What is static data?

When we’ve finalized a data resource, we share it with authorized lab members from the /static mount. If you’re thinking “I’d like to get the region time series from dataset X”, or “I need the entire results from qsiprep for dataset Y,” this is the best way to do it!

Table of contents
  1. Ensure you have a PMACS account and membership to the data group
    1. Checking your PMACS account
  2. Clone the static data
  3. Use the data
    1. Clean up the data
    2. SSH Keys from cubic project uses to pmacs personal users: NOT ALLOWED!

Ensure you have a PMACS account and membership to the data group

You need a PMACS account to access static datasets. If you do not have an account, you need your PI to open a ticket in the PMACS helpdesk.

Once you have a PMACS account you will need to open a ticket to request access to the specific datasets you want. You can see a list of available data. Suppose you want access to the HBN and PNC data (the dataset is listed in the leftmost column), include in the ticket

Please add my PMACS account to the LINC_PNC and LINC_HBN groups.

This ticket should also be submitted by your PI.

⚠️ ⚠️ WARNING ⚠️ ⚠️

Datasets are subject to data use agreements and terms of use.
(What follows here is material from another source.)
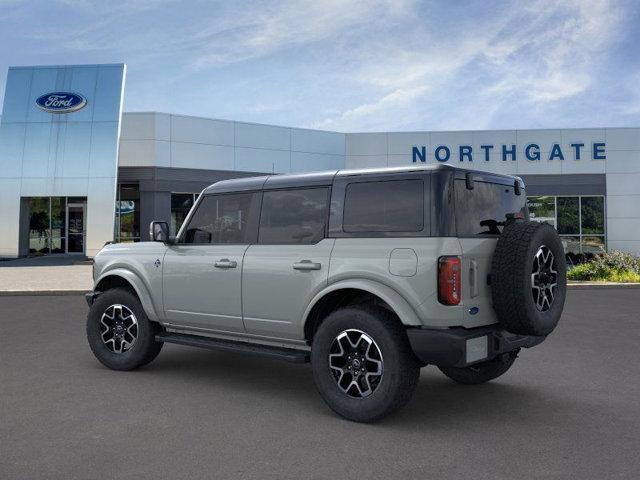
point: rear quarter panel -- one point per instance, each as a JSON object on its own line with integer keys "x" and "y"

Before access is granted to any static dataset, you must prove that you are qualified to access it when you ask your PI to create the PMACS helpdesk ticket. This can be an email showing your connectomedb access (for HCP-YA) or similar.

Checking your PMACS account

You should check your PMACS account before you try to clone any static data. First ensure that you can log into pmacs with a normal SSH session. This verifies that you have the correct username and password. Consult with the Informatics Team or your PI to obtain the name of the login node you should use.

$ ssh [username]@[login node name]

Once you have verified that you can access the login node, check that you have access to the group for the static data you want to access by running the groups command.

$ groups

The LINC_ groups provide read-only access to that dataset’s static data.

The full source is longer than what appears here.